State lawmakers nationwide launch a free-speech crackdown
Back in the 1930s, U.S. Supreme Court Justice Louis Brandeis famously referred to states as “laboratories of democracy.”
But these days, those labs are looking less Albert Einstein and more Dr. Frankenstein.
Enraged by the hundreds of thousands of women who peacefully took to the street in Washington in January, and the activists who camped out to block the construction of the Dakota Access pipeline, lawmakers in 20 states are debating or voting on more than 30 bills aimed at criminalizing or otherwise cracking down on the protest movements spawned by President Donald Trump’s administration.
But critics say that, in their haste, these lawmakers are shredding the Constitution and stomping on free speech rights as they shovel the proposals into the legislative maw.

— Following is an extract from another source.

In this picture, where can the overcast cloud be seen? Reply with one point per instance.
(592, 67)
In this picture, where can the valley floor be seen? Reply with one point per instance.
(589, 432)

According to The Guardian, these efforts include measures banning protesters from wearing masks; boosting the fines for protesting in large groups, and immunizing drivers who hit protesters inconveniently cluttering up the roadway as they exercise a constitutionally protected right to free speech.
The “flood of bills represents an unprecedented level of hostility toward protesters in the 21st century,” the American Civi Liberty Unions’s Lee Rowland and Vera Eidelman wrote in a Feb. 17 blog post on this alarming trend.
“Is this spate of anti-protest bills a coincidence? We think not,” Eidelmand and Rowland wrote of the timing and prevalence of proposals in states where protests have been the most frequent.
Indeed, it’s little wonder that some state lawmakers have felt emboldened to act.
With an unsettling affection for despots and tweets dismissing his critics as losers who won’t accept election results or by saying he’d like to punch a protester in the face, as he did during the campaign last year, the guy at the top has made his feelings about dissent pretty clear.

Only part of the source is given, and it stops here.